78 General fund—contributions
(1) An owners corporation for a units plan may, from time to time, determine a contribution (a general fund contribution) required from its members for the corporation’s general fund.
(2) The general fund contribution payable for each unit is—
(a) the proportional share for the unit of the total general fund contribution; or
(b) a proportion of the total general fund contribution worked out in accordance with a method set out by special resolution.
(3) A resolution under subsection (2) (b)—
(a) must be fair, taking into account—
(i) the structure of the unit plan; and
(ii) the nature of the buildings that are part of the units or common property of the unit plan, including the features and character of the units and common property; and
(iii) the purposes for which units are used, including the likely impact of that use on the common property; and
(iv) the extent to which the change imposes a burden on a unit that is commensurate with the use of that unit; and
(b) may provide that only stated unit owners, or unit owners in a stated class, are required to pay a particular contribution, or a contribution of a particular kind.
(4) A resolution under subsection (2) (b) may only be amended or revoked by—
(a) a special resolution; or
(b) an order of the ACAT.
Note 1 A unit owner may apply to the ACAT for review of a special resolution under subsection (2) (b) about a method for working out general fund contributions (see s 127).
Note 2 A special resolution is taken to be an amendment to the rules of the owners corporation (see s 108 (5)).
89 Sinking fund—contributions
(1) An owners corporation for a units plan may determine a contribution (a sinking fund contribution) required from its members for the corporation’s sinking fund.
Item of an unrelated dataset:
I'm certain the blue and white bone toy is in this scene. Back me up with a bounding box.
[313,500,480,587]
(2) The sinking fund contribution payable for each unit for a financial year is—
(a) the proportional share for the unit of the total sinking fund contribution for the financial year; or
(b) a proportion of the total sinking fund contribution worked out using a method set out by special resolution.
Note - Total sinking fund contribution, for a financial year—see s 82 (3) (b). Expected sinking fund expenditure—see s 83.
(3) A resolution under subsection (2) (b)—
(a) must be fair, taking into account—
(i) the structure of the unit plan; and
(ii) the nature of the buildings that are part of the units or common property of the unit plan, including the features and character of the units and common property; and
(iii) the purposes for which units are used, including the likely impact of that use on the common property; and
(iv) the extent to which the change imposes a burden on a unit that is commensurate with the use of that unit; and (b) may provide that only stated unit owners, or unit owners in a stated class, are required to pay a particular contribution, or a contribution of a particular kind.
(4) A resolution under subsection (2) (b) may only be amended or revoked by—
(a) a special resolution; or
(b) an order of the ACAT.
Note 1 A unit owner may apply to the ACAT for review of a special resolution under subsection (2) (b) about a method for working out sinking fund contributions (see s 127).
Note 2 A special resolution is taken to be an amendment to the rules of the owners corporation (see s 108 (5)).
So, a resolution, containing the methodology for varying the contributions, would have to be put to a General Meeting (GM) as a new Rule of the OC and pass with a special resolution.
If owners vote down the resolution on grounds of self interest or irrelevant considerations, the EC or interested owners could go to ACAT seeking orders that the votes against the resolution were unreasonable and that ACAT passes the resolution. As mentioned above this process is not unchartered waters and the interested parties could do most of the preparation.
Either of these routes seems to achieve the objective of ensuring that owners contribute financially to the OC in line with the value of their unit.